A la petulancia, pues, se le suma inmediatamente la arrogancia al tratar con los que no han ganado esos premios, o han ganado menos o, incluso, los que los han ganado siendo mayores. Tienen estos petulantes y arrogantes sobrenadados del fango provinciano un gran talento para detectar las hegemonías, porque así es como salieron de su origen: quién manda en esta clase, qué pandilla es la que gobierna el instituto, qué grupo de dramaturgos corta el bacalao en el Gijón y qué grupo está devaluado… Y saben, porque se limitan a repetir su juventud, arrimarse a la panda que es hegemónica en el mundillo literario de la metrópoli cuando ellos son recién llegados. Probablemente de ahí eso de demasiados premios demasiado pronto: porque en realidad escriben para ellos, los de esa panda. Pero, ay, desgracia, las hegemonías duran cuatro, cinco años, seis a lo sumo.

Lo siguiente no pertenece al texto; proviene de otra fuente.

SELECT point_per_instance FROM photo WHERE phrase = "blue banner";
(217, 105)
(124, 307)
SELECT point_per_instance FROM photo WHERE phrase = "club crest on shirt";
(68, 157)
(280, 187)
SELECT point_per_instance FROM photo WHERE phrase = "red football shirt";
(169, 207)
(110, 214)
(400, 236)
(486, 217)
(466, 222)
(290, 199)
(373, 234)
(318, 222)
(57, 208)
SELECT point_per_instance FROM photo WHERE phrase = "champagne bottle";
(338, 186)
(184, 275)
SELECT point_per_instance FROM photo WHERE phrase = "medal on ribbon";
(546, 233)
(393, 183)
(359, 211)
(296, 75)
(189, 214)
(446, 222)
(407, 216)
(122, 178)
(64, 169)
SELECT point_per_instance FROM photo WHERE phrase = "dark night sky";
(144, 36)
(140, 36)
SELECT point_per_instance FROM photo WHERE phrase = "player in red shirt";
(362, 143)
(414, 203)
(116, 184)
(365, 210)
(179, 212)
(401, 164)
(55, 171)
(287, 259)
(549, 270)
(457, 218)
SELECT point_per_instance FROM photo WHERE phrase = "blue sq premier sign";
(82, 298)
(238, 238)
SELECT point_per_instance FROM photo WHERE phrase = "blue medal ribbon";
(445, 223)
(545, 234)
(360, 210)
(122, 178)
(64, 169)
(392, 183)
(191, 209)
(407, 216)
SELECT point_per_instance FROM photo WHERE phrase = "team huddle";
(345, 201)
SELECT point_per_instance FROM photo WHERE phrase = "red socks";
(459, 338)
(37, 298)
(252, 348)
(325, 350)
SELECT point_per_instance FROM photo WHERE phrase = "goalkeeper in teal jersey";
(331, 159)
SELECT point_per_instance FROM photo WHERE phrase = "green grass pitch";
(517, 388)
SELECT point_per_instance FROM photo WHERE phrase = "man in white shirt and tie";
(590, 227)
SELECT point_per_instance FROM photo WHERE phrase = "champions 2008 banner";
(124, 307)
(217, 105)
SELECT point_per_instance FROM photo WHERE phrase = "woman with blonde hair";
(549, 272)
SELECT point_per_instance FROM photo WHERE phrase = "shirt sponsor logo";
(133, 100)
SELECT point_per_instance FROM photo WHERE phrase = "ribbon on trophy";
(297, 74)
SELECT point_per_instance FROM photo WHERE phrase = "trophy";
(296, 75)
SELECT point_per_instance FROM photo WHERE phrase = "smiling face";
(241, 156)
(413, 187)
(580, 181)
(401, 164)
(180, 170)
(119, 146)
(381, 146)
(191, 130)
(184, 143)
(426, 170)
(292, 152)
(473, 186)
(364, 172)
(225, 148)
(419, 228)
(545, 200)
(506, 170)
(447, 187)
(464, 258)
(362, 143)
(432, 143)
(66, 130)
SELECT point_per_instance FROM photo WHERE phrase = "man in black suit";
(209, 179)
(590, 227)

Y a veces son sustituidas por pandas que matizan a la anterior, pero a menudo por pandas perfectamente enemigas y contradictorias. Así ha sido siempre, así fue y así era (tres pretéritos, muy conscientes), y así es hoy (pero me insisten en que no diga el nombre propio, que la libertad de crítica ya sabemos que está muy mermada y te escupen una querella en menos que canta un columnista). La producción libresca del arrogante petulante baja, menos premiado que antes, y pronto consigue de sus anteriores dilectos, que se han esparcido por el mundo pseudoliterario de los periódicos, precisamente eso: una columnita «para no perder presencia», «para seguir ahí», o como se dice hoy «para seguir teniendo visibilidad». Conseguirá también sillitas en las televisiones, y como es de provincias se le reconocerá por la especial rimbombancia de sus entonaciones, ensayadas en el cineclub provincial. A lo mejor estará entre veteranos directores de cine, pero no se cortará un pelo al pontificar sobre colocaciones de cámara, o sobre el uso del interferón si le ha tocado una tertulieta entre médicos, y así sucesivamente. Es que los orígenes marcan mucho. Y ahora en la cofradía de allí: «Un programa para él solo le tenían que dar, ¿lo han visto?, si es que se los merienda a todos».

Y así navegando de fortuna, por fin le presentan al pobre desgraciado que muy por otros caminos ha conseguido dignidades y potestades, qué casualidad, mira, en la Academia. Sólo por no defraudar a su familia de allí, por supuesto, empieza el pelotilleo. Que llega a ser de tal falta de decoro que supera la potencia de cualquier antihemético. ¿No recuerda el lector más casos que aquel del que pelotilleaba a Lázaro Carreter? ¡Pero si hubo tantos antes, y después, y hasta el día de hoy! (Pero no diré el nombre.) ¿Y el de aquel isleño que llegó a estar seguro cuántas veces, seis, siete, de que ya entraba, y al final no entró? ¿Y el del gerundense? Pues ¿y el del coruñés? Podríamos no acabar nunca.

Pero va el pretendido y se muere.

Y el pelotilleo, que lo ha sido hasta el último día, se convierte súbitamente en rencor violento, y antes de veinticuatro horas aparecen en su columnilla ya muy degradada los grumos de bilis que muestran ese súbito odio al hasta ayer peloteado. Peloteado que era imposible que no hubiera metido al pelotillero por su propio criterio: ¡si nadie duda de la excelsa, de la divina calidad del pelotillero! Ha tenido que ser por influencias, seguro que me están haciendo pagar mis creencias, mi postura política, mi posición política, esto es una persecución y hasta lo captaron a él, que iba a ser mi mentor. Y la ruindad se adueña de todo lo que ese pelotillero era hasta el momento: mi deseado mentor en realidad no era tan valioso cuando se dejó manipular así por los que me odian por mis devociones. Aquí y ahora dejaré constancia escrita de que así pienso (entre otras cosas porque ahora me tengo que buscar otro, y tengo que ir limpiando mi imagen de esas cercanías que tuve con el muerto, que a lo mejor me conviene como padrino uno de sus rivales).

¡A mí! ¡Morírseme a mí! ¡Sin haberme metido en la Academia! ¡Qué desfachatez, qué traición, qué don nadie!